To inform the contained table about the computed optimal column width, the contained table will later on, during FOP's actual rendering run, be called with a LayoutContext which knows the final refIPD of the column.
Some Random Ideas
Today, FOP works with the Knuth element model in both inline- and block-progression-directions. For the auto table layout, we can make use of the inline Knuth element lists generated for content in table-cells. Before the line-breaking is done all the elements are gathered. By finding the largest/widest non-breakable sequence in an element list we can determine the minimal width of a column. By determining the full (unbroken) length of each element list involved we know how wide a column would have to be to accomodate the content without breaking it. Ideally, that latter value is used for the column width but if all the columns together would make the table wider than it can be, the column widths have to be reduced, in an extreme situation, down to the minimum established by the former value. I don't want to suggest any details on how to determine what effective width a column should get. The only purpose of the above is to give an idea for an approach to implement auto table layout.

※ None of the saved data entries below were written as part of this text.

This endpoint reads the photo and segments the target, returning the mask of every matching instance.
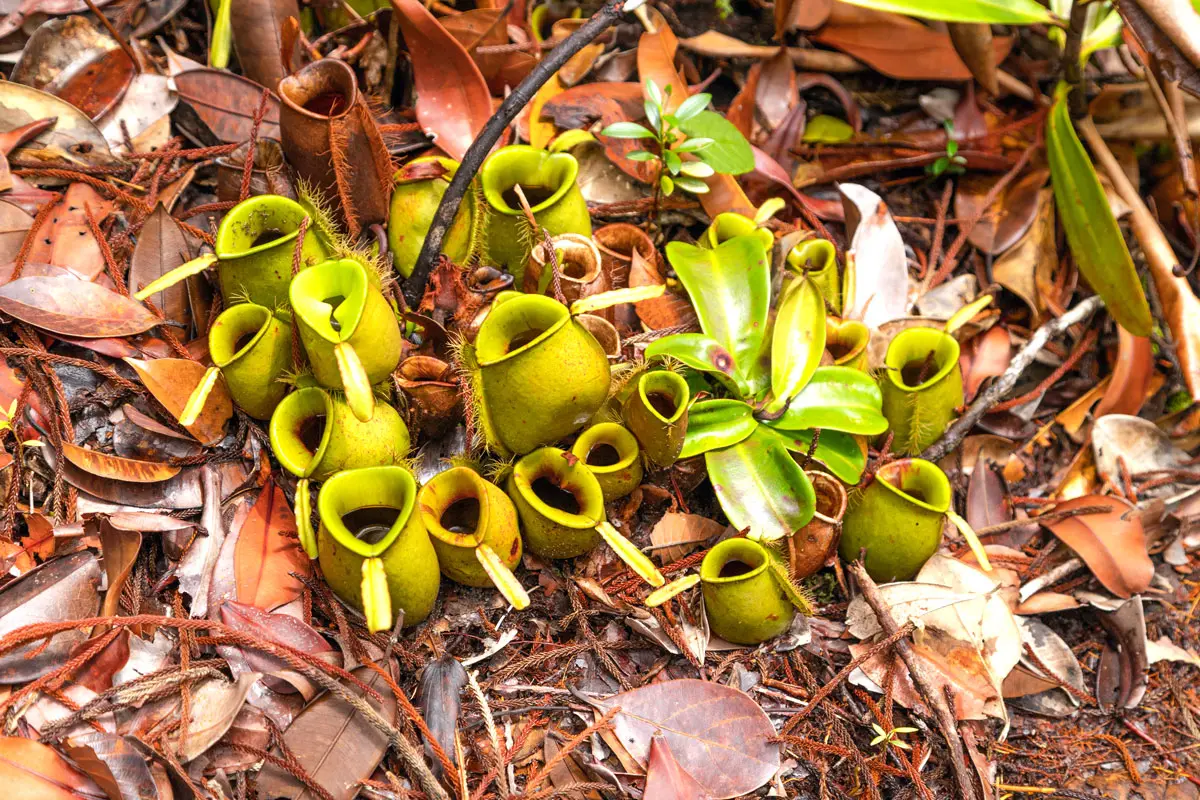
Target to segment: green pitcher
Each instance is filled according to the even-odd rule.
[[[596,476],[606,503],[642,485],[637,439],[615,422],[601,422],[579,434],[571,452]]]
[[[700,583],[713,633],[734,644],[759,644],[791,626],[796,609],[772,574],[770,559],[751,539],[726,539],[704,556]]]
[[[466,586],[495,586],[518,611],[529,606],[512,572],[521,563],[517,509],[499,486],[455,467],[421,487],[417,507],[443,575]]]
[[[520,185],[537,224],[551,236],[592,235],[592,218],[576,178],[579,162],[567,153],[510,145],[493,153],[479,171],[489,209],[488,255],[521,286],[532,242],[514,187]]]
[[[888,345],[884,367],[879,386],[892,449],[915,455],[945,433],[963,404],[958,342],[936,328],[909,328]]]
[[[412,275],[433,215],[456,172],[458,162],[444,156],[413,159],[396,172],[388,213],[388,247],[396,271],[405,278]],[[442,252],[455,264],[465,263],[471,253],[476,228],[473,197],[472,192],[467,193],[442,240]]]
[[[474,406],[502,454],[574,433],[608,397],[604,348],[549,297],[501,292],[469,352]]]
[[[833,357],[835,367],[850,367],[865,372],[867,345],[871,331],[855,319],[825,318],[825,349]]]
[[[654,563],[605,519],[596,476],[571,453],[557,447],[533,451],[513,467],[505,489],[531,552],[542,558],[574,558],[603,539],[651,586],[665,583]]]
[[[270,419],[287,394],[280,378],[292,366],[290,321],[255,303],[232,306],[209,329],[208,353],[233,402],[255,419]]]
[[[838,552],[880,583],[911,580],[942,542],[950,480],[936,464],[907,458],[884,464],[866,488],[850,492]]]
[[[417,482],[403,467],[339,472],[321,487],[321,572],[372,633],[423,621],[437,601],[437,553],[416,512]]]
[[[736,211],[726,211],[713,219],[712,224],[700,237],[700,246],[714,248],[735,236],[757,236],[768,253],[775,246],[775,236],[766,228],[760,228],[754,220]]]
[[[264,194],[229,210],[217,228],[217,280],[226,305],[249,301],[270,309],[284,305],[292,280],[292,254],[300,223],[308,215],[295,200]],[[300,246],[300,269],[328,257],[310,225]]]
[[[683,450],[690,399],[687,381],[667,370],[642,375],[625,399],[621,410],[625,424],[641,443],[646,457],[660,467],[674,464]]]
[[[313,377],[342,389],[354,415],[371,418],[371,384],[391,375],[403,352],[400,325],[362,264],[325,261],[292,281],[289,295],[296,327]]]
[[[390,466],[408,457],[408,426],[385,403],[377,403],[363,422],[339,396],[318,386],[298,389],[279,402],[268,428],[271,451],[296,487],[296,524],[300,544],[316,558],[309,481],[322,481],[342,470]]]
[[[785,263],[793,275],[807,272],[829,307],[837,314],[842,313],[842,281],[838,276],[837,250],[833,242],[828,239],[806,239],[788,252]]]

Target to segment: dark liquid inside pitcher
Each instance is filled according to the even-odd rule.
[[[332,297],[325,298],[325,303],[329,305],[329,327],[333,328],[338,333],[341,333],[342,331],[342,323],[338,322],[338,319],[333,315],[333,312],[337,311],[338,307],[344,302],[346,302],[346,298],[344,295],[340,294],[335,294]]]
[[[745,575],[747,572],[750,572],[753,569],[754,567],[750,566],[745,561],[738,561],[737,559],[734,559],[732,561],[726,561],[723,565],[721,565],[721,572],[719,573],[718,577],[736,578],[738,575]]]
[[[588,451],[587,463],[592,467],[611,467],[621,463],[621,454],[611,444],[598,444]]]
[[[233,352],[235,352],[235,353],[242,352],[242,350],[246,347],[246,345],[248,345],[248,344],[250,344],[250,342],[254,341],[254,337],[256,335],[258,335],[258,331],[246,331],[245,333],[243,333],[241,336],[239,336],[237,338],[237,341],[234,342]]]
[[[679,410],[675,398],[666,392],[648,392],[646,400],[650,403],[651,408],[657,411],[659,416],[664,419],[670,419]]]
[[[297,432],[300,444],[310,453],[315,453],[321,447],[321,439],[325,436],[325,415],[314,414],[300,423]]]
[[[521,191],[525,193],[525,200],[529,203],[529,207],[537,208],[553,197],[554,192],[557,190],[552,186],[526,186],[525,184],[521,184]],[[521,207],[521,198],[517,196],[516,187],[505,189],[500,196],[504,198],[504,203],[509,208],[517,209]]]
[[[546,477],[533,482],[533,493],[546,505],[568,514],[578,514],[582,506],[574,492],[569,492]]]
[[[346,98],[341,92],[321,92],[304,104],[304,110],[324,117],[336,117],[346,110]]]
[[[286,234],[279,228],[268,228],[267,230],[254,237],[254,244],[251,247],[262,247],[264,244],[270,244],[278,239],[282,239]]]
[[[511,353],[514,350],[520,350],[522,347],[529,344],[545,332],[545,328],[530,328],[527,331],[521,331],[516,336],[508,340],[508,352]]]
[[[479,525],[479,500],[474,497],[455,500],[442,512],[439,522],[450,533],[474,533]]]
[[[400,518],[400,509],[391,506],[363,506],[342,515],[342,524],[354,538],[378,544]]]

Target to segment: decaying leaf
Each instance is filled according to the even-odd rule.
[[[192,713],[187,724],[169,737],[169,746],[181,761],[191,761],[225,735],[246,702],[246,693],[259,677],[250,673],[232,683],[210,678],[192,690]]]
[[[163,404],[176,419],[183,414],[192,391],[204,377],[205,367],[198,361],[186,358],[156,358],[145,361],[126,358],[125,363],[133,367],[138,377],[154,399]],[[188,433],[201,444],[215,444],[225,437],[225,423],[233,416],[233,400],[223,381],[217,381],[204,410],[194,423],[187,426]]]
[[[679,766],[671,754],[671,746],[662,736],[650,740],[645,796],[655,800],[702,800],[707,797],[704,787]]]
[[[113,481],[157,483],[174,478],[179,474],[180,469],[171,464],[156,464],[153,461],[121,458],[65,443],[63,444],[63,455],[80,469]]]
[[[50,747],[16,736],[0,737],[0,781],[11,797],[39,800],[105,800],[95,781]]]
[[[78,278],[18,278],[0,286],[0,311],[52,333],[98,339],[144,333],[159,319],[136,300]]]
[[[62,622],[96,616],[100,610],[100,562],[87,551],[47,561],[0,591],[0,636],[39,622]],[[68,652],[87,638],[83,631],[64,631],[48,646],[34,642],[0,656],[0,679],[31,681],[63,663]]]
[[[868,328],[908,314],[908,258],[904,240],[883,198],[863,186],[843,183],[846,229],[853,231],[847,256],[843,314]],[[849,259],[854,268],[851,277]]]
[[[650,543],[663,564],[683,558],[702,543],[720,536],[725,526],[699,514],[668,511],[650,532]],[[661,548],[661,549],[658,549]]]
[[[238,531],[234,569],[239,603],[271,610],[300,596],[312,561],[296,538],[296,517],[283,490],[268,481]]]
[[[1146,590],[1154,577],[1154,564],[1146,552],[1146,534],[1134,509],[1113,497],[1087,495],[1059,503],[1057,511],[1086,506],[1107,506],[1100,514],[1076,514],[1046,527],[1074,550],[1104,588],[1118,597]]]

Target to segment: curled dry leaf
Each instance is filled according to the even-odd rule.
[[[1116,639],[1118,650],[1116,655],[1116,680],[1113,683],[1117,691],[1112,697],[1113,704],[1120,708],[1137,708],[1146,696],[1148,687],[1146,673],[1150,669],[1150,658],[1146,652],[1146,613],[1141,597],[1133,597],[1122,603],[1115,611],[1099,611],[1100,624]],[[1100,689],[1103,678],[1104,659],[1101,658],[1101,669],[1097,670],[1096,695],[1104,703],[1104,693]]]
[[[1098,514],[1078,514],[1044,523],[1074,550],[1092,573],[1118,597],[1144,592],[1154,577],[1154,564],[1146,552],[1146,534],[1137,512],[1113,497],[1086,495],[1059,503],[1056,511],[1085,506],[1107,506]]]
[[[0,737],[0,781],[10,797],[105,800],[95,781],[51,748],[32,739]]]
[[[654,800],[702,800],[708,795],[699,781],[679,766],[667,740],[655,736],[650,740],[644,796]]]
[[[272,614],[232,600],[222,603],[218,614],[221,622],[234,630],[308,653],[334,666],[342,665],[342,654],[334,650],[315,628],[293,616]],[[223,647],[221,653],[229,661],[235,676],[261,672],[264,675],[263,682],[274,691],[299,692],[305,700],[312,700],[320,692],[320,687],[303,674],[261,650]]]
[[[492,116],[492,95],[466,49],[418,0],[392,0],[413,62],[417,121],[461,161]]]
[[[883,198],[856,183],[838,186],[846,211],[853,278],[846,280],[843,316],[868,328],[908,314],[908,258],[904,240]]]
[[[120,608],[121,590],[129,573],[133,572],[138,551],[142,547],[142,534],[115,528],[107,520],[100,523],[100,546],[104,551],[104,573],[108,576],[108,588],[104,592],[104,605],[100,613],[115,617]]]
[[[3,287],[0,287],[3,291]],[[187,405],[192,390],[204,377],[205,367],[199,361],[186,358],[156,358],[144,361],[126,358],[125,363],[133,367],[142,384],[163,404],[172,416],[179,419]],[[233,416],[233,400],[223,380],[218,380],[204,404],[204,410],[196,421],[187,426],[187,431],[201,444],[216,444],[225,438],[225,423]]]
[[[191,761],[225,735],[233,725],[234,717],[242,710],[250,687],[259,677],[254,672],[242,675],[232,683],[222,678],[209,678],[192,689],[186,734],[184,729],[177,729],[167,737],[167,746],[179,754],[180,761]]]
[[[1044,181],[1045,178],[1043,177]],[[1054,233],[1054,192],[1040,189],[1036,193],[1036,212],[1033,219],[1003,255],[992,265],[996,283],[1025,301],[1033,314],[1031,325],[1042,323],[1046,298],[1055,297],[1054,271],[1058,268],[1058,242]],[[955,213],[961,215],[956,209]],[[978,230],[978,226],[976,226]]]
[[[150,772],[150,764],[131,736],[89,730],[77,733],[63,744],[88,777],[110,798],[163,800]]]
[[[721,523],[699,514],[668,511],[650,532],[650,543],[663,564],[677,561],[725,530]]]
[[[1100,477],[1116,485],[1123,485],[1125,476],[1177,469],[1191,460],[1153,422],[1128,414],[1108,414],[1096,420],[1092,452]]]
[[[65,267],[84,280],[96,280],[104,272],[104,256],[88,226],[88,209],[99,223],[112,213],[113,204],[86,183],[72,183],[39,229],[29,260]]]
[[[454,737],[458,730],[459,698],[467,685],[467,671],[454,656],[445,653],[425,666],[421,673],[421,716],[442,751],[454,758]],[[433,762],[435,773],[442,772],[433,748],[425,743],[425,754]]]
[[[195,254],[195,248],[179,222],[159,203],[146,218],[137,245],[133,248],[129,266],[130,290],[139,291],[191,260]],[[199,276],[188,278],[150,295],[149,299],[162,312],[164,319],[188,330],[192,319],[189,287],[197,286],[201,280]]]
[[[653,81],[663,92],[663,110],[668,114],[674,113],[688,97],[687,81],[675,69],[675,53],[678,49],[679,40],[661,17],[654,33],[646,31],[638,39],[638,77],[643,84]]]
[[[1147,389],[1154,374],[1154,348],[1147,336],[1134,336],[1117,326],[1117,358],[1112,380],[1104,392],[1096,417],[1107,414],[1137,414],[1148,399]]]
[[[984,198],[999,178],[991,175],[964,176],[954,193],[954,216],[970,219],[982,212],[967,241],[992,255],[999,255],[1013,247],[1033,225],[1038,211],[1049,204],[1051,195],[1042,195],[1042,187],[1049,177],[1049,170],[1030,170],[1010,183],[985,209]]]
[[[63,443],[63,455],[67,460],[82,470],[86,470],[99,478],[113,481],[128,481],[130,483],[158,483],[169,480],[179,474],[179,467],[170,464],[157,464],[153,461],[139,461],[133,458],[100,453],[88,450],[74,444]]]
[[[714,800],[738,797],[765,784],[779,768],[775,728],[746,694],[716,683],[673,680],[594,701],[620,708],[613,730],[639,764],[661,735],[679,766]]]
[[[296,537],[296,517],[283,490],[268,481],[238,531],[238,602],[268,611],[290,603],[300,596],[301,578],[311,572],[311,564]]]
[[[47,561],[0,591],[0,636],[39,622],[96,616],[99,586],[100,562],[89,551]],[[64,631],[49,645],[35,642],[0,656],[0,681],[19,683],[41,677],[60,666],[85,638],[83,631]]]
[[[54,125],[27,141],[24,148],[63,150],[70,153],[72,158],[93,166],[113,163],[104,134],[75,106],[29,86],[12,81],[0,83],[0,133],[50,118],[55,120]],[[18,148],[14,152],[20,154],[20,150]]]
[[[347,690],[362,697],[384,719],[396,713],[396,698],[383,677],[369,667],[354,670],[354,676],[382,698],[356,686]],[[359,782],[371,777],[387,750],[387,736],[372,727],[354,707],[325,692],[310,703],[283,734],[288,749],[308,775],[334,800],[351,800],[358,795]],[[258,776],[259,792],[268,797],[309,798],[309,789],[290,773],[267,764]]]
[[[263,87],[223,69],[192,69],[174,77],[179,99],[191,106],[222,142],[244,142],[254,128]],[[267,97],[258,135],[279,138],[279,97]]]
[[[629,262],[629,286],[663,286],[667,279],[663,274],[662,258],[657,253],[653,260],[642,257],[638,250],[631,254]],[[638,319],[650,330],[674,328],[677,326],[698,326],[696,311],[687,298],[680,297],[670,290],[649,300],[639,300],[633,304]]]
[[[84,339],[132,336],[159,324],[136,300],[68,275],[18,278],[0,286],[0,311],[35,328]]]
[[[1012,339],[1008,330],[1001,325],[992,326],[986,333],[968,342],[959,359],[967,401],[974,399],[985,380],[1003,375],[1010,361]]]

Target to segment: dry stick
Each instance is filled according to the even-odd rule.
[[[640,5],[636,0],[630,0],[630,5],[635,4]],[[417,257],[417,264],[413,269],[412,276],[404,283],[404,296],[410,306],[415,308],[421,302],[421,297],[425,294],[425,284],[429,281],[429,275],[437,261],[437,254],[442,251],[442,241],[446,238],[446,231],[450,229],[450,223],[454,221],[454,215],[458,213],[459,204],[462,203],[467,187],[475,179],[476,173],[479,172],[487,154],[491,152],[492,146],[499,140],[500,134],[504,133],[508,124],[516,118],[521,109],[533,100],[538,89],[541,89],[542,85],[550,80],[559,67],[567,63],[571,56],[590,44],[593,39],[608,30],[621,18],[625,5],[625,0],[608,0],[599,11],[592,15],[591,19],[551,50],[525,76],[525,79],[517,84],[517,88],[504,99],[500,108],[483,126],[483,130],[475,137],[475,141],[471,142],[471,146],[463,155],[458,171],[450,181],[450,186],[442,195],[442,202],[438,205],[437,213],[433,215],[433,223],[429,226],[429,233],[425,235],[425,242],[421,246],[421,254]]]
[[[854,581],[863,594],[863,599],[875,612],[875,617],[879,620],[879,626],[883,628],[884,633],[890,636],[900,630],[900,626],[892,618],[887,601],[879,593],[879,587],[875,585],[875,581],[871,580],[871,576],[867,574],[862,562],[855,561],[850,564],[849,568],[850,574],[854,576]],[[908,674],[912,678],[913,686],[924,696],[925,703],[933,711],[934,721],[941,730],[942,736],[945,737],[946,745],[950,748],[950,768],[954,772],[959,795],[962,800],[975,800],[974,783],[971,781],[971,773],[967,769],[966,753],[963,751],[962,739],[958,736],[958,727],[950,705],[942,693],[934,687],[933,682],[926,674],[924,663],[917,658],[907,639],[896,640],[896,652],[900,654],[904,665],[908,667]]]
[[[1083,49],[1083,30],[1087,27],[1087,0],[1075,0],[1071,4],[1071,18],[1067,23],[1067,41],[1063,47],[1063,78],[1071,84],[1067,96],[1072,119],[1087,116],[1087,94],[1083,90],[1083,63],[1079,60]]]
[[[929,461],[937,461],[955,447],[958,447],[958,443],[970,433],[971,428],[975,427],[975,423],[979,421],[980,417],[986,414],[988,409],[996,405],[1002,396],[1017,385],[1017,381],[1020,380],[1021,375],[1025,373],[1025,370],[1029,369],[1034,358],[1037,357],[1037,354],[1042,351],[1042,348],[1052,338],[1058,336],[1072,325],[1083,322],[1103,304],[1104,301],[1100,299],[1099,295],[1089,297],[1058,319],[1052,319],[1038,328],[1033,336],[1029,337],[1029,343],[1013,356],[1012,361],[1009,362],[1008,369],[1004,370],[1004,374],[989,386],[983,394],[975,398],[975,402],[967,409],[967,413],[963,414],[953,425],[947,428],[942,438],[925,448],[925,452],[921,453],[921,458]]]

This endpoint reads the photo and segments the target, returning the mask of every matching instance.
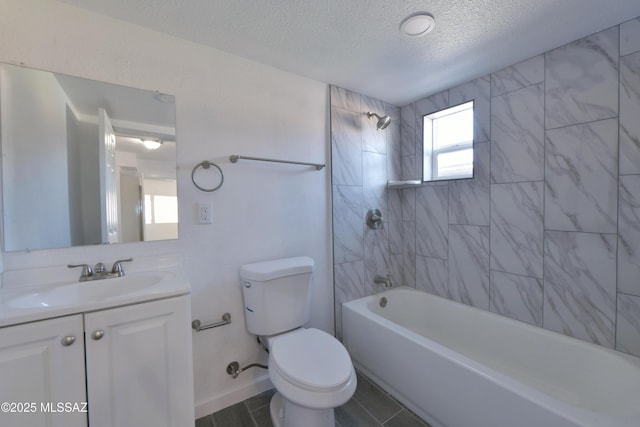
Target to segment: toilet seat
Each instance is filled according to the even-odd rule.
[[[349,353],[340,341],[319,329],[298,329],[273,337],[269,376],[285,398],[315,408],[346,403],[356,387]]]
[[[351,376],[351,359],[340,341],[319,329],[285,334],[271,345],[270,368],[309,391],[335,391]]]

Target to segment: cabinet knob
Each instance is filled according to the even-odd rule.
[[[73,335],[67,335],[66,337],[62,338],[62,345],[65,347],[69,347],[74,342],[76,342],[76,337],[74,337]]]
[[[94,340],[98,341],[99,339],[101,339],[104,336],[104,331],[102,329],[98,329],[97,331],[94,331],[91,334],[91,338],[93,338]]]

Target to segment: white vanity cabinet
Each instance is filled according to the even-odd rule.
[[[0,426],[86,426],[84,412],[56,412],[85,391],[81,314],[0,328]]]
[[[182,295],[0,328],[0,404],[37,405],[0,412],[0,426],[192,426],[190,317]],[[88,413],[47,402],[88,402]]]
[[[188,296],[84,320],[91,427],[193,425]]]

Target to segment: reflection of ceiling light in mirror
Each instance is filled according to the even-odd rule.
[[[400,24],[400,31],[407,36],[418,37],[430,33],[435,26],[436,20],[433,15],[419,12],[406,17]]]
[[[141,139],[140,142],[149,150],[157,150],[162,145],[162,141],[154,139]]]

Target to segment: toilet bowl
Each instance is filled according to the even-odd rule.
[[[276,427],[334,427],[333,408],[356,389],[356,373],[342,343],[309,318],[313,260],[287,258],[242,266],[247,330],[269,351],[270,403]]]
[[[272,398],[274,425],[333,426],[333,408],[345,404],[356,389],[347,350],[318,329],[278,335],[269,340],[269,346],[269,378],[284,398]],[[304,417],[304,423],[298,416]]]

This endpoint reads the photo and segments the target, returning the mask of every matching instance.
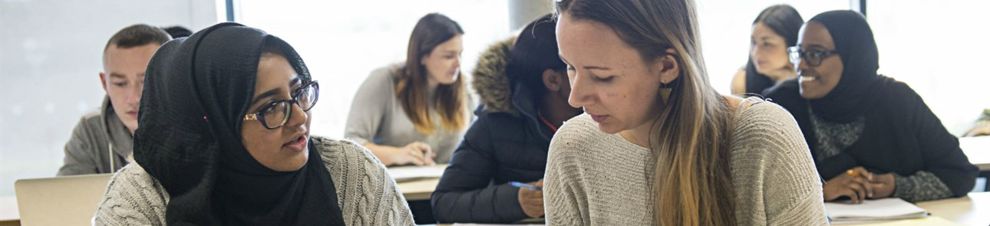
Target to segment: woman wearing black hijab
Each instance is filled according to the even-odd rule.
[[[768,97],[797,119],[825,178],[826,201],[899,197],[911,202],[966,195],[977,168],[959,141],[907,84],[877,74],[866,19],[847,10],[804,25],[791,60],[798,79]]]
[[[135,163],[98,225],[411,225],[381,163],[309,137],[319,86],[278,37],[222,23],[149,63]]]

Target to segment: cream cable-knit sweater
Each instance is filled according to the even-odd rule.
[[[756,100],[736,112],[729,163],[739,225],[827,225],[822,183],[794,118]],[[607,134],[587,114],[550,143],[548,225],[655,225],[650,150]],[[660,210],[663,211],[663,210]]]
[[[385,167],[353,142],[313,137],[337,189],[347,225],[413,225],[405,198]],[[311,156],[313,157],[313,156]],[[165,188],[136,162],[110,180],[95,225],[165,225]]]

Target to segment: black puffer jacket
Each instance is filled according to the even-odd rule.
[[[509,84],[505,65],[511,47],[512,39],[496,43],[475,67],[472,85],[483,105],[433,193],[433,213],[440,223],[525,219],[519,188],[507,182],[543,178],[553,132],[537,119],[532,92]]]

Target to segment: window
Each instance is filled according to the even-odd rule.
[[[907,83],[950,133],[961,135],[990,108],[990,2],[868,1],[880,73]]]
[[[0,1],[0,197],[14,195],[17,179],[58,172],[72,128],[103,103],[98,75],[114,32],[136,23],[204,28],[217,22],[214,6],[199,0]]]

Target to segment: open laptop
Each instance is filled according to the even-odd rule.
[[[21,225],[92,225],[112,175],[17,180],[14,192]]]

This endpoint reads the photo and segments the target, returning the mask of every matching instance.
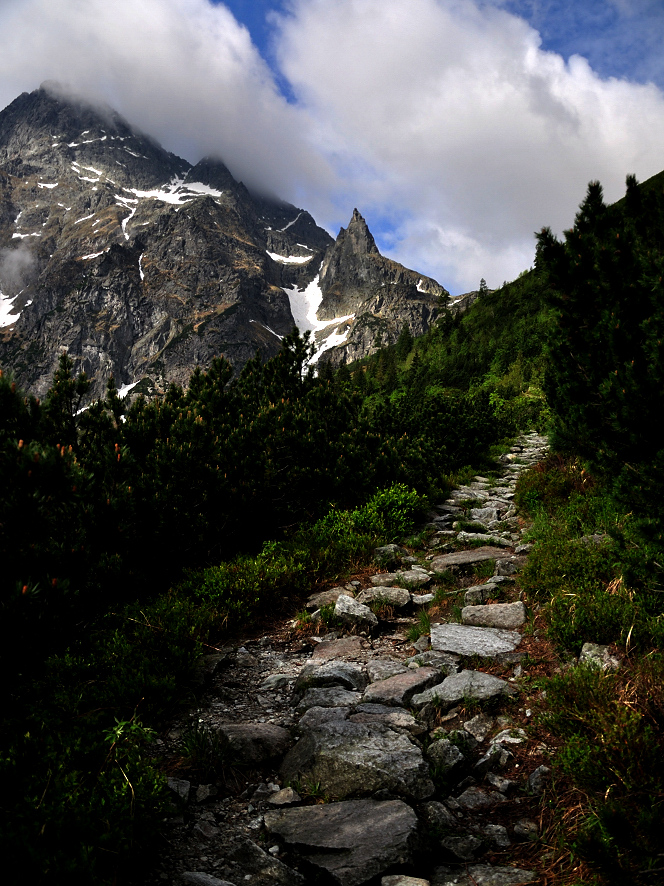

So, in order to determine the column widths, the element lists have to be available early. The TableRowIterator already supports preflying a full table. The problem starts with actually getting at the element lists. Currently, LineLayoutManager directly starts line-breaking in getNextKnuthElements() when the element lists are available. This would have to be split, so table layout code could access the element lists separately. ATM I'm unsure if block-level content in inlines pose a problem to this. That will have to be looked at closely. Anyway, it should be taken care that an element list doesn't have to be recreated later to do the line-breaking. The number of objects created for an element list is already high enough. Creating objects is expensive.
Another topic might be whether to fly over the whole table or only the first n rows to determine the column layout. To make it even more complicated, the table layout could be recalculated for each page which makes the restart mechanism mandatory that we will need when we want to implement support for differring available IPD among different pages.